August 14, 2024 – Masters Program

Mobility, Activation & Warm-Up
60 seconds Banded Hamstring Floss (per side)
30 seconds Side Lying Thoracic Rotation (per side)

followed by …

Every minute, on the minute, for 12 minutes:
Station 1: 45 Second Row @ Ascending Effort
Station 2: 20 Banded Good Mornings
Station 3: 45 Second Elbow Plank Hold
Station 4: Rest

A.
Deadlift
Set 1: 5 reps @ 50%
Set 2: 5 reps @ 55%
Sets 3, 4 and 5: 5 reps @ 60%
Rest 2 minutes between all sets.

*No touch and go.

B.
Complete as many reps as possible in 3 minutes of:
500/450 Meter Row OR 400 Meter Run
Max Toes to Bar in the remaining time

Rest 3 minutes, then…

Complete as many reps as possible in 3 minutes of:
500/450 Meter Row OR 400 Meter Run
Max Devil’s Press in the remaining time

35-54: 50/35 lbs
55+: 35/20 lbs

Rest 3 minutes, then…

Complete as many reps as possible in 3 minutes of:
500/450 Meter Row OR 400 Meter Run
Max Handstand Push-Ups in the remaining time

*Strict or kipping is ok. 55+: 3″ riser for kipping; 5″ riser for strict

Rest 3 minutes, then…

Complete as many reps as possible in 3 minutes of:
500/450 Meter Row OR 400 Meter Run
Max Distance Dumbbell Walking Lunge in the remaining time

35-54: 50/35 lbs
55+: 35/20 lbs

Rest 3 minutes, then…

For time:
500/450 Meter Row OR 400 Meter Run
25 Toes to Bar
500/450 Meter Row OR 400 Meter Run
10 Devil’s Press
500/450 Meter Row OR 400 Meter Run
25 Handstand Push-Ups
500/450 Meter Row OR 400 Meter Run
100 Foot Dumbbell Walking Lunge (50/35lbs)

35-54: 50/35 lbs
55+: 35/20 lbs

Time cap: 16:00

General Notes
Deadlift
Light touches on your deadlifts!
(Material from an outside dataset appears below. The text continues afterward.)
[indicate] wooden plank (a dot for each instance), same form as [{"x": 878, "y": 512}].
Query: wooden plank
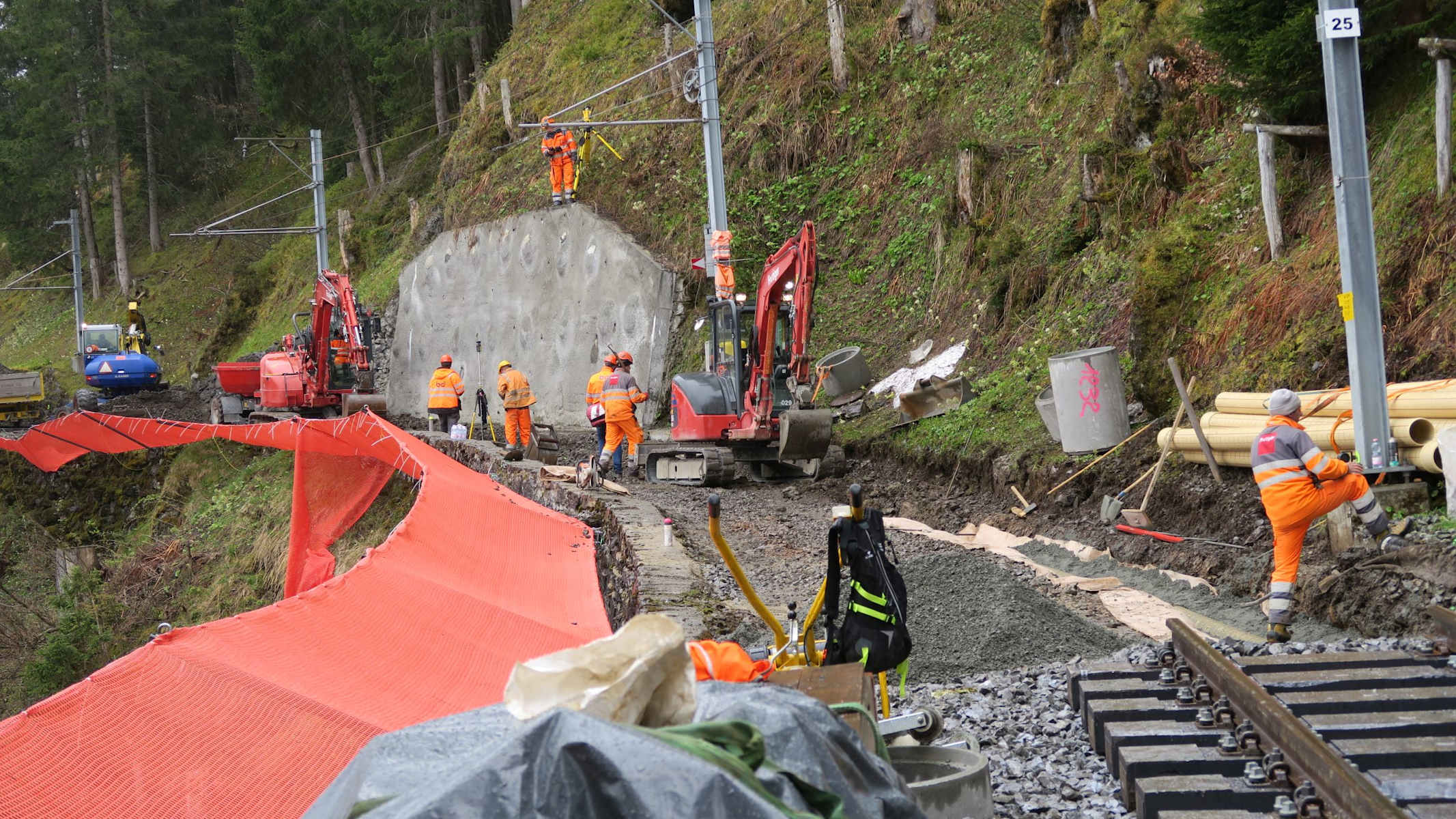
[{"x": 832, "y": 684}]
Reset after each lift so you aren’t catching the bounce off the floor but, instead, re-bracing and lifting from a dead stop.

Conditioning
We’ve got a long and FUN session today! Short, max reps back to back conditoining sessions and then you’ll finish with a for time piece! For the max reps session you should be getting off the rower with 60-75 seconds left. This will allow you to get a decent amount of reps with each movement. Make sure you set up smart so the Erg is close to the rig with the dumbbell set up nearby. You get a decent amount of rest (1:1 ratio) so don’t hold back; push the pace on this one! Then you’ll finish with a for time piece (time cap is 16:00 on that last one). You can bring the intensity down on that last section since you’ve got set reps there. This should be a fun session so don’t stress out over your reps / time but just get in the groove and complete this with fluidity.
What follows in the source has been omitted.